Agricultrice viticultrice du Bergeracois, non encartée, Mme Allain est une ancienne syndicaliste agricole, porte parole de la Confédération paysanne devenue parlementaire pour son tout premier mandat en 2012. Membre de la commission des Affaires économiques, dont j'ai suivi les travaux de 2012 à 2016, elle m'a dit dès le début de sa mandature sa volonté d'investir les sujets de l'avenir et l'équilibre des modèles agricoles français et européens ainsi que celui de la qualité de notre alimentation. En plus du débat habituel et légitime sur le type d'agriculture souhaitable et les difficultés pour les hommes et les femmes qui vivent de l'agriculture, Mme Allain était déterminée à modifier la loi pour y intégrer les enjeux environnementaux mais aussi pour faire le lien entre agriculture, paysans, alimentation, et territoires. Dès 2012 et tout au long du mandat j'ai donc vu comment elle a dit "maintenant que je suis là, je vais tout faire pour faire bouger les lignes pour les paysans, pour nos sols, pour notre santé". Mais une députée ne peut pas grand chose seule, il lui faut agréger, convaincre, bref construire une majorité. Membre d'un petit groupe politique, néophyte et donc sans expérience ni réseaux politiques, Mme Allain est partie de très loin mais n'a jamais perdu de vue son objectif. Et elle a vraiment tout fait ! Cela a payé même si c'est à un niveau moindre que ce qu'elle aurait pu souhaiter. Grâce à sa détermination et en sachant animer un travail collectif et convaincre. 

Illustration 1
Logo des projets alimentaires territoriaux créé par le Ministère de l'Agriculture et de l'Alimentation © Ministère de l'agriculture et de l'alimentation

Cette épopée pourrait faire à elle seule l'objet d'un manuel ! Je me limiterai ici à relater les principales étapes de ce long périple parlementaire qui est né d'une phrase glissée dans un accord programmatique en 2011, a mené à la reconnaissance et la définition dans le code rural des "projets alimentaires territoriaux" (2014), à un rapport parlementaire sur les circuits courts et la relocalisation des filières agricoles et alimentaires (2015) dont l'une des recommandations principales, l'obligation de servir une part de produits bio, locaux et/ ou de saison dans la restauration collective s'est traduite par une proposition de loi adoptée en première lecture (2016) avec le nécessaire soutien du Gouvernement mais qui n'a pu, à ce stade, terminer son parcours législatif. 

Première lecture en commission pour avis puis commission au fond

Techniquement, tout est né d'une phrase figurant dans l'accord programmatique de mandature entre le Parti socialiste et EELV signé en ... 2011 (http://eelv.fr/negociations-eelv-ps/). Celui-ci stipulait, page 11 que "la relocalisation de l'agriculture favorisant les produits de proximité en lien avec les collectivités locales" et "le soutien à l'agriculture paysanne et biologique pour atteindre 20% de la Surface Agricole Utile" seraient des priorités de la future loi d'orientation agricole. Soit.

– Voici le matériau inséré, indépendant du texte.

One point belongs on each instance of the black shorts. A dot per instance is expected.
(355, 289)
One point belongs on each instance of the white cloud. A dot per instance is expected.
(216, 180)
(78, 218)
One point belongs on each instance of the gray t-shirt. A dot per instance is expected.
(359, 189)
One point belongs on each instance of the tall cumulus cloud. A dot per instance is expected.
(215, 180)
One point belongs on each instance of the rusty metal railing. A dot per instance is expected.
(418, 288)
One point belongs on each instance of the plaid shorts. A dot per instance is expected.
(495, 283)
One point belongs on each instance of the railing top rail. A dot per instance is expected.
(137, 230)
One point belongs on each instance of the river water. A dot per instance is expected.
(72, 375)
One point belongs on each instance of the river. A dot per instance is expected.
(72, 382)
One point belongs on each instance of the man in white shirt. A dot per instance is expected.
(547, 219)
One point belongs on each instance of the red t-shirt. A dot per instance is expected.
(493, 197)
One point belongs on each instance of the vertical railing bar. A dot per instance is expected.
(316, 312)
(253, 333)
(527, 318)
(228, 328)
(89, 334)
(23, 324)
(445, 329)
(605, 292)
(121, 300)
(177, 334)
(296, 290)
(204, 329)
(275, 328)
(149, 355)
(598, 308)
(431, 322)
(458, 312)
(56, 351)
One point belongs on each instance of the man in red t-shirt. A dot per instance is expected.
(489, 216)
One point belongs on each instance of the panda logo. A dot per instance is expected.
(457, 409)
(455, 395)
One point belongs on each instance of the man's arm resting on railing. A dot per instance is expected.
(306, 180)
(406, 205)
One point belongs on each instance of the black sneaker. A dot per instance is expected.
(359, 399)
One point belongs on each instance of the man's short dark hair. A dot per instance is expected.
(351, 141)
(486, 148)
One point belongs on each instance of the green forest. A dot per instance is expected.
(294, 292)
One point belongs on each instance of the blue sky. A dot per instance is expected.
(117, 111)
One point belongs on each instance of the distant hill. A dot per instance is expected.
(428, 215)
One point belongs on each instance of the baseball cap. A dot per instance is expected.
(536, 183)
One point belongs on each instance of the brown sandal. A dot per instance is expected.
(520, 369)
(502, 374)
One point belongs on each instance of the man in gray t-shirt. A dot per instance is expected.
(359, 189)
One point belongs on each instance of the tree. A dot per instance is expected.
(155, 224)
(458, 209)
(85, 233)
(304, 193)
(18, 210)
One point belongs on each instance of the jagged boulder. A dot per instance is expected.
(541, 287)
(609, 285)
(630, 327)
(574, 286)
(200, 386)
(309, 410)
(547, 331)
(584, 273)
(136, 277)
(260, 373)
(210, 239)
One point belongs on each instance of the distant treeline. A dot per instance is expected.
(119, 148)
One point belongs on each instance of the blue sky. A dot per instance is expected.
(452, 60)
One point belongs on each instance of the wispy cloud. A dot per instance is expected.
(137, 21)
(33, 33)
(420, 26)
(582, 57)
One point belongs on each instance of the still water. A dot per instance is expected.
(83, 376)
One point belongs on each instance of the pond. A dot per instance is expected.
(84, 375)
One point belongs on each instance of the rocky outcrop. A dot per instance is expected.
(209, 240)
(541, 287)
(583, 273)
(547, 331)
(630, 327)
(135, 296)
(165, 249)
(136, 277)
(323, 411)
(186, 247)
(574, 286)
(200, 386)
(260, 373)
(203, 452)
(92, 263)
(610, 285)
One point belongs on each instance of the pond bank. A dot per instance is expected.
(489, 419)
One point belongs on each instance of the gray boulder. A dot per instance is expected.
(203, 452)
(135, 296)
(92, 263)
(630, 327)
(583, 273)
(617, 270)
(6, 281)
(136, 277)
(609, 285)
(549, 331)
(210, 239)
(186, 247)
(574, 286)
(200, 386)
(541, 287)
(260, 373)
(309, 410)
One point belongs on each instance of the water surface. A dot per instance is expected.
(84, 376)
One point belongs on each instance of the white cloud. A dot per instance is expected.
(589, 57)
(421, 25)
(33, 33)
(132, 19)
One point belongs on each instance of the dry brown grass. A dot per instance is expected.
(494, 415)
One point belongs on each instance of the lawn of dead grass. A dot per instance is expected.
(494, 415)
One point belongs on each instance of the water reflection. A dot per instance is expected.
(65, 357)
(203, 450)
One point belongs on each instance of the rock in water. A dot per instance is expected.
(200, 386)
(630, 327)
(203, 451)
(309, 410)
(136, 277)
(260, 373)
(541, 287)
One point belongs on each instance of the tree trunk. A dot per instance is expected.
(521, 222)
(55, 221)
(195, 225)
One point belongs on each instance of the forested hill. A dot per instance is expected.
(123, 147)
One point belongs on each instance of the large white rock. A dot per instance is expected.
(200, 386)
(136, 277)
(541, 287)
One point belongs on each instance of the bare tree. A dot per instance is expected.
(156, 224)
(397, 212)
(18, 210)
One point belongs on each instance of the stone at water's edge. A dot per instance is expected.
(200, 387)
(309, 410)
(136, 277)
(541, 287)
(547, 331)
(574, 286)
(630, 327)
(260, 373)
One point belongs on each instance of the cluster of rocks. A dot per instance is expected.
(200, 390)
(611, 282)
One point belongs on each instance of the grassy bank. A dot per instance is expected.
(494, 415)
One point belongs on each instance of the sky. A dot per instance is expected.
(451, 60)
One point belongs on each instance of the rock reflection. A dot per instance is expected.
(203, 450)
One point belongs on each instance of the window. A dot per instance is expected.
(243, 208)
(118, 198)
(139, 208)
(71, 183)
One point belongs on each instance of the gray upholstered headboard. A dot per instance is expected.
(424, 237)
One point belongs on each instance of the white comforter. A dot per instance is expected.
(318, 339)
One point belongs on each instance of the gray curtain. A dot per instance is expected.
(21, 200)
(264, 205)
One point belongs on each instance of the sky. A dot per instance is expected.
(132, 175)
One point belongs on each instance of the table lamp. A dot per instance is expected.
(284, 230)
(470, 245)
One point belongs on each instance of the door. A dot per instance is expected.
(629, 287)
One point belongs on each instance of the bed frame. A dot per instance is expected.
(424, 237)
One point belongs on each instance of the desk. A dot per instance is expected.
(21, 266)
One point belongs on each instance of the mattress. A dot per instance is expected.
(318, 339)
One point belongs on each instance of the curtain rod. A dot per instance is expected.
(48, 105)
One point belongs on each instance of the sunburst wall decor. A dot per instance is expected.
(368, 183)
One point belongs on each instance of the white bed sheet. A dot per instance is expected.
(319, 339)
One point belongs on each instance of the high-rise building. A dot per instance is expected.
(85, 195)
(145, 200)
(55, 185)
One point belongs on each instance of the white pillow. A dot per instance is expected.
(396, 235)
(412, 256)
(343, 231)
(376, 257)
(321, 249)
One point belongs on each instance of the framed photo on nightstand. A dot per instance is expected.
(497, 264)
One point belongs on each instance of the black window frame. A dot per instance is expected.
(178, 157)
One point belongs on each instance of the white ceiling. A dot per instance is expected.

Or, dès le départ il y a un écueil. Ces deux priorités ne figuraient pas dans le texte de la "Loi d'Avenir pour l'Agriculture, l'Alimentation et la Forêt" (LAAAF) soumise initialement au Parlement (déposée le 13 novembre 2013). Auraient-elles été "oubliées" ?! Pour y remédier, dès l'examen pour avis par la commission du développement durable, le 2 décembre 2013 nous travaillons avec Mme Allain et son équipe à la rédaction d'un amendement demandant que l'octroi d'aides publiques soit conditionné à "la participation avec les collectivités territoriales au développement de projets agricoles de territoire, dont la structuration d'approvisionnement de restauration collective en produits biologiques locaux".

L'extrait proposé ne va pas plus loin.